OFS used a May 7 job fair at Plant 8 in Huntingburg to recruit workers for its Sewing/Cutting and Upholstery operations, a clear sign that one of Dubois County’s longstanding manufacturers was still filling jobs and strengthening its local labor pipeline.
The event ran from 3 p.m. to 6 p.m. at 1008 North Chestnut Street, where attendees could explore openings, meet team members and tour the facility. OFS said it wanted to talk with people who already had experience in upholstery, sewing, cutting machine operation or fabric-related work, but it also opened the door to people who wanted to learn the craft.
That mix of experience and training matters in a county where manufacturing remains a major source of stable employment. For students deciding what comes after graduation, workers thinking about a career change and residents looking for better-paying local jobs, a hiring event like this is one of the most direct ways to see what a major employer needs and what it offers in return.
OFS describes itself as a family-owned contract furniture manufacturer serving office, education and lifestyle markets. The company says it was founded in 1937 and is based in Huntingburg, and its headquarters there was built in 2005. That long local footprint gives the job fair more weight than a one-day recruiting stop. It points to an employer that has stayed rooted in Huntingburg through decades of changes in the furniture business and the regional economy.

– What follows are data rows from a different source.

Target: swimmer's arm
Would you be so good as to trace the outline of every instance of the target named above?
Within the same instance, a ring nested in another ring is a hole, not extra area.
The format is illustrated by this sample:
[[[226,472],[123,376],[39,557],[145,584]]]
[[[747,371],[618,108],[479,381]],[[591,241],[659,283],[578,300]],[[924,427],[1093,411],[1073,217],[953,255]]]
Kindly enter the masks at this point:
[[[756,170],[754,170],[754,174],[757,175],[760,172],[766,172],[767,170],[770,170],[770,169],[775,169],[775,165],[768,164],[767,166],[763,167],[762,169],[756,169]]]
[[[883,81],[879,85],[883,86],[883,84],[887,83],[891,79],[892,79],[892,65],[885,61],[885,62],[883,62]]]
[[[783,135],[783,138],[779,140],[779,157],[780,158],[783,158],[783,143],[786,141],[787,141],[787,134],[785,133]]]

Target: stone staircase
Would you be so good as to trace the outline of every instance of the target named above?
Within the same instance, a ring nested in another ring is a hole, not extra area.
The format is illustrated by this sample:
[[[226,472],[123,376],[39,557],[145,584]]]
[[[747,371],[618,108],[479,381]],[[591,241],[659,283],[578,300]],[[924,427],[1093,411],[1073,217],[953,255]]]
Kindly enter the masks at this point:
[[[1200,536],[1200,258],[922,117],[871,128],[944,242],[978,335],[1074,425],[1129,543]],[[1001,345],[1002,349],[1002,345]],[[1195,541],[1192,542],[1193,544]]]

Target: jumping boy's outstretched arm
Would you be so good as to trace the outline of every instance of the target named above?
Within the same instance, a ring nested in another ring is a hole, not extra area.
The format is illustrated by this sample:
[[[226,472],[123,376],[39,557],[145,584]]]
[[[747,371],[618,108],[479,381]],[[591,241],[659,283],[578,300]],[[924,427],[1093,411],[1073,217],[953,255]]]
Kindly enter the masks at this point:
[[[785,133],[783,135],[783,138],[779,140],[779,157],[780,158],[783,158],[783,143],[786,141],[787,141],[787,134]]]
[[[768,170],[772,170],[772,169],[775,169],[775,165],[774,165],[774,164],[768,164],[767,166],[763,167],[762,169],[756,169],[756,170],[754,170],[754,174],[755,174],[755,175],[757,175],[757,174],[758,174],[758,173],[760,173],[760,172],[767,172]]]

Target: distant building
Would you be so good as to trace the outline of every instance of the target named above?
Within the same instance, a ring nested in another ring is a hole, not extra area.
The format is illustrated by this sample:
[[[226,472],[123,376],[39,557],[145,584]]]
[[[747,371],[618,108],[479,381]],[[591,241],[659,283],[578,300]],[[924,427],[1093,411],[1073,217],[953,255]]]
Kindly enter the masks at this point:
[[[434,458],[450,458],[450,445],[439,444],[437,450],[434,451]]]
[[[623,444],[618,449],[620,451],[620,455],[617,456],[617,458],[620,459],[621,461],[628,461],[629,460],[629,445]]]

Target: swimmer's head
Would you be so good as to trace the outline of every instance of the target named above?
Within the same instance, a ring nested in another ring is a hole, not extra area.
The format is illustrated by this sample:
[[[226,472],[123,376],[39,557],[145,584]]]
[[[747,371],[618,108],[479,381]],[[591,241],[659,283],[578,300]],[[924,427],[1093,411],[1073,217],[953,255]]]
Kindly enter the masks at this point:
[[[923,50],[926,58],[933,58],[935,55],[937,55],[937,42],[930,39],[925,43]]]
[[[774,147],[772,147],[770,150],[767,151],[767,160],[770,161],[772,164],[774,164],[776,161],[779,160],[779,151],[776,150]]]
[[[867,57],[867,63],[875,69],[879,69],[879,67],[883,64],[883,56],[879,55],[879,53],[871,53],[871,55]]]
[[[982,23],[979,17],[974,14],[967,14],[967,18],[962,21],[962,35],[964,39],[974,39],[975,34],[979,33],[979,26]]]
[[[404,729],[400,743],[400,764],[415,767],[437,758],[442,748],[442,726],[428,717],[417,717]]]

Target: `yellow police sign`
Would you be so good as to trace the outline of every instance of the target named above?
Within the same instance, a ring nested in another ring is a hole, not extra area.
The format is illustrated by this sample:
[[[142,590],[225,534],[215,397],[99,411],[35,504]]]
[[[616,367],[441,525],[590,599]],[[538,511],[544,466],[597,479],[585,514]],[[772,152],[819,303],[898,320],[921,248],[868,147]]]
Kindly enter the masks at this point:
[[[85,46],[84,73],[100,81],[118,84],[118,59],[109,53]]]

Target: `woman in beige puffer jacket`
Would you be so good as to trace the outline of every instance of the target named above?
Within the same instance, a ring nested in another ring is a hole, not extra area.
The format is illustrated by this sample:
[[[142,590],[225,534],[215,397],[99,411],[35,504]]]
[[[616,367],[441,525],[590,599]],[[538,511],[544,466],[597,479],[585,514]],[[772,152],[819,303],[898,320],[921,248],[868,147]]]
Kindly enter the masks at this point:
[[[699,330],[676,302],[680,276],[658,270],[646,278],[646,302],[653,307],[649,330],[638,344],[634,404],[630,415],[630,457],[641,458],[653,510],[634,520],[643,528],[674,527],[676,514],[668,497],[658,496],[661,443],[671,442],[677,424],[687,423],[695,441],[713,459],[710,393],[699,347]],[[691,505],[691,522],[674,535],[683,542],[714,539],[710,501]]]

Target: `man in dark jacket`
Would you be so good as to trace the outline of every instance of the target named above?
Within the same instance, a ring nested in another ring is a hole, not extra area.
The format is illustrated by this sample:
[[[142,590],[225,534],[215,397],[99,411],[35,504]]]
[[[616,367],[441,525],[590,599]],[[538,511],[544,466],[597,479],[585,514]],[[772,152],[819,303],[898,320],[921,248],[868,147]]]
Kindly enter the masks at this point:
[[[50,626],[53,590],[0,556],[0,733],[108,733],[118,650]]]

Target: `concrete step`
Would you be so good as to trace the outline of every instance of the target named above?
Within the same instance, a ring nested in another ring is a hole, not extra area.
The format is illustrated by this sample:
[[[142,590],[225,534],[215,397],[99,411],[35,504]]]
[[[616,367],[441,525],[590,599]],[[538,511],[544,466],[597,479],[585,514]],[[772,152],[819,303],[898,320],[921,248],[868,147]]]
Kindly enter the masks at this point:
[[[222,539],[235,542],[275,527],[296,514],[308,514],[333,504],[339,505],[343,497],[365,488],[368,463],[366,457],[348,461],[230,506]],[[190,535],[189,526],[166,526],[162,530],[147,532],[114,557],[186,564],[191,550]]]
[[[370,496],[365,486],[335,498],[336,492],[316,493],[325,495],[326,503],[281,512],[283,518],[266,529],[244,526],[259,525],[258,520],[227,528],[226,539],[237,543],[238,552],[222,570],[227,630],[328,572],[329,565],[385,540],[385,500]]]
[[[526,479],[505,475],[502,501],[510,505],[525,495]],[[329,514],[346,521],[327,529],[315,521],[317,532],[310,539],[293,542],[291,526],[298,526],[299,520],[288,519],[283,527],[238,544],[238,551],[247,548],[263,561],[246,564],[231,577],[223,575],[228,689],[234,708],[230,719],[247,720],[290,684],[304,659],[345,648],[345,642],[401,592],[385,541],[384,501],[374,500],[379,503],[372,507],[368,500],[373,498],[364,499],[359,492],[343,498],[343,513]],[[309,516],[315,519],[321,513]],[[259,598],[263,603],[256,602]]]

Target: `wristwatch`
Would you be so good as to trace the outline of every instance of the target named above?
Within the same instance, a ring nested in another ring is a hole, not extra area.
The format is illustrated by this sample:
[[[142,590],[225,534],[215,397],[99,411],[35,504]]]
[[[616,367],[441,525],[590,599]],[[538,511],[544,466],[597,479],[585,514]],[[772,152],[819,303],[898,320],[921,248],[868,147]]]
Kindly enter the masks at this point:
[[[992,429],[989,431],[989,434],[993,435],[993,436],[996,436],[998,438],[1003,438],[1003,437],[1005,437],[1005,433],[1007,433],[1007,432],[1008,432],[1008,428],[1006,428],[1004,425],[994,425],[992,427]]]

The company’s careers page lists health, dental and vision insurance, paid time off, a 401(k) plan, mental health support through an employee assistance program and an onsite gym. Those benefits help explain why manufacturing openings at OFS can matter well beyond the plant floor. In a community where households depend on steady work and local spending ripples through shops, restaurants and service businesses, the health of a company like OFS is tied closely to the health of the county itself.
For Huntingburg and the wider Dubois County labor market, the job fair was less about a date on the calendar than about a familiar economic signal: a major employer was hiring, and it was asking the community to step forward.